Apple supplier accused of labour violations at China iPhone plants
According to the US based NGO China Labor Watch, one of Apple’s biggest suppliers has employed underage workers and pressed its employees to work illegal overtime, despite Apple having more than doubled its number of global supply chain audits between 2010 and 2012 to 393, following scrutiny over the firm’s manufacturing and labour practices. The report is the latest allegation of poor conditions at three Shanghai factories operated by the Taiwanese company Pegatron, who are producing the low-cost iPhone that is expected to the hit the market later this year. China Labor Watch researchers reported that they found employees under the age of 18 working 10.5 hours a day, discriminatory hiring procedures, harassment and overtime hours that exceeded Chinese legal limits. Apple said that the latest report “contains claims that are new to us and we will investigate them immediately.” (Financial Times*; BBC)
Credit Suisse loses age bias case
A UK employment tribunal has ruled that the Swiss bank Credit Suisse “directly discriminated” against equity analyst Tony Shiret because of his age. Credit Suisse dismissed Mr Shiret in May 2011 when he was 55 and had been employed at the bank for 18 years. Mr Shiret was known as the “godfather of retail” in the City for his coverage of the sector, where he had been rated second in the 2010 Extel Analysts Survey. According to a recent survey of more than 1,600 workers by Astbury Marsden, the UK international recruitment firm, age discrimination is now seen as a more widespread problem in London that sexual discrimination. Credit Suisse said it plans to appeal, stating “we are disappointed by the decision. Credit Suisse is an equal opportunity employer and does not condone discrimination on any basis.” (Financial Times*; Retail Week)
Shale company Cuadrilla hit by fracking protest
The UK shale gas company Cuadrilla Resources experienced another day of disruption yesterday after environmental protestors arrived at its site in West Sussex. Protestors have been trying to block lorries from entering the site since late last week following concerns that Cuadrilla will use hydraulic fracturing, known as fracking, at the site. The process has transformed the energy market in the US, where it was pioneered, but it has also raised opposition from environmental groups who say the risks include possible groundwater contamination. Cuadrilla says it may not need to use the technique at the site, where it is planning to carry out exploratory drilling for oil. Natalie Bennett, the Green Party leader, stated yesterday that protestors are planning to stay at the site “for the long haul.” (Financial Times*)

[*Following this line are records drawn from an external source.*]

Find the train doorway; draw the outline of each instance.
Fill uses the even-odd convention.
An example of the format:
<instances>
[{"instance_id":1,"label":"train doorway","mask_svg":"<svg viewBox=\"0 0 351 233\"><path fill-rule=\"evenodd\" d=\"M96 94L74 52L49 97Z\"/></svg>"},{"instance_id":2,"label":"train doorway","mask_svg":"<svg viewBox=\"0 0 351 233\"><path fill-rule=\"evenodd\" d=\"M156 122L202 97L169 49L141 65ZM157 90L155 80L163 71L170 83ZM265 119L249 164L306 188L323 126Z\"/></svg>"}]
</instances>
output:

GMO companies launch website to fight anti-biotech movement
Yesterday a group of biotechnology seed companies launched an online forum, www.GMOAnswers.com, in response to opposition to genetically modified foods amongst consumer groups. Companies backing the website include the US firms Monsanto Company, DuPont and DowAgroSciences. The website is part of a wider campaign by the biotechnology industry to suppress growing calls for genetically modified organism (GMO) food labelling and tighter regulation of the biotechnology seed industry in the US. European opposition to GMOs is so strong that Monsanto announced earlier this month that it would withdraw all pending requests to grow new types of GMO crops in Europe. Consumer groups, including the US NGO Food & Water Watch, have predicted that the industry effort to change consumer scepticism will fail, claiming there is scientific evidence that GMO foods can contribute to health problems and damage the environment. (Eco Business).